Making a film ‘was laughable at first’
Film producers found the relationship between the single mother and Cullen as the most “compelling” part of the narrative.
Loughren, who retired 18 months ago, added: “It was laughable at first because I’m thinking how would anybody really want to see a film? And truly, (the investigation) was such a small part.
“Darren Aronofsky was the one who initially picked it up and decided to make it into a movie.
“He said the most compelling part of Charles Graeber’s absolutely brilliant book was the friendship and that it was compelling to him.
“Something that I had actually been embarrassed about and felt so much guilt about was all of a sudden going to be up on a big screen.
“I didn’t really know how to feel. I didn’t want anyone to know who I was 20 years ago.
“I didn’t want anyone to be judging me from the 20 years ago that I was.
“It was scary. I didn’t want my name on it at first. Then I realised it’s going to happen with or without me – I might as well give myself a voice.”
Chastain, who met Loughren for the first time during a Zoom call, highlighted learning how complicated life was for the former nurse.
‘What she stumbles into is quite shocking’
Chastain told Sky News: “To be able to talk to Amy and understand what her life was like and what she had at stake, it really helped me to realise how courageous she was and what an incredible person she is.
“All the things that she was juggling at the time. Being a single mother, two girls, not having health insurance, working on a night shift so you’re not really getting proper sleep.
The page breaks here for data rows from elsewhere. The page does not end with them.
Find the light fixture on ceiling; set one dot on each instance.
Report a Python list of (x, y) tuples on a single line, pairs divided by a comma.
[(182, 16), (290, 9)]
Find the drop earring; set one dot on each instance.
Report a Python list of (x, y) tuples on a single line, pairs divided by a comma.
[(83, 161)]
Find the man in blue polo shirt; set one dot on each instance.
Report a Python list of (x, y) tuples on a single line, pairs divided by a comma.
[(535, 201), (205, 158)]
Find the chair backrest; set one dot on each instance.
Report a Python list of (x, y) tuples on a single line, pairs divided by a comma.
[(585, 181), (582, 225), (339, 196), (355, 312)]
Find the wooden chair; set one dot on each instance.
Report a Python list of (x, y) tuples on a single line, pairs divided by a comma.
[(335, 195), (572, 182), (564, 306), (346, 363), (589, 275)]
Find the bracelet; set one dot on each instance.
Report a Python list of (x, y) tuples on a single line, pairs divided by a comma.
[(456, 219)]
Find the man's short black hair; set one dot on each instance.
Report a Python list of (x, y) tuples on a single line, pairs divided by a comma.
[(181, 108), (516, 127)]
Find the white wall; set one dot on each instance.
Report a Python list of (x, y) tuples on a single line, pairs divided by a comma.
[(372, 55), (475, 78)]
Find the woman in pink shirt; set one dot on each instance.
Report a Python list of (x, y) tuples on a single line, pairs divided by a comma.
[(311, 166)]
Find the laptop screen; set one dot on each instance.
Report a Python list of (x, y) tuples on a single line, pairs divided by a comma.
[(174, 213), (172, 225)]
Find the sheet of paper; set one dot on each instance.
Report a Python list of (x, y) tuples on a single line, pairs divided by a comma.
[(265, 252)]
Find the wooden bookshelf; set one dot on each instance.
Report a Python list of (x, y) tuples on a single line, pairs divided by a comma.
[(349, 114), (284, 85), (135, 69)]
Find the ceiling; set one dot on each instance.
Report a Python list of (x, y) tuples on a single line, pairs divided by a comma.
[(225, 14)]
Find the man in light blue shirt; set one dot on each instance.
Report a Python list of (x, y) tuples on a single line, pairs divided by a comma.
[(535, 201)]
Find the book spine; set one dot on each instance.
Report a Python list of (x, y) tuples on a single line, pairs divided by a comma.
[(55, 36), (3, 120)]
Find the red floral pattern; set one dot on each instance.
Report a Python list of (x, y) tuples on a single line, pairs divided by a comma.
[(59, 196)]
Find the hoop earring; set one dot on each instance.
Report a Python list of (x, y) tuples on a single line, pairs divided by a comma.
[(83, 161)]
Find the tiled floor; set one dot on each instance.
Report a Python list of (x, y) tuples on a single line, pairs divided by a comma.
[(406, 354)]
“And also, at the same time, needing a heart transplant. That’s what we walk in with at the beginning of this film.
“What she then stumbles into is quite shocking.”
Director Tobias Lindholm said what he “loved” about the story was how it focused on “a hardworking woman whose superpower was her humanity”.
He added: “I remember coming across the script a few years ago and it mirrored Charles Graeber’s book a bit more closely in that it focused on the killer, but it was Amy Loughren’s role in this story that I found to be most interesting.”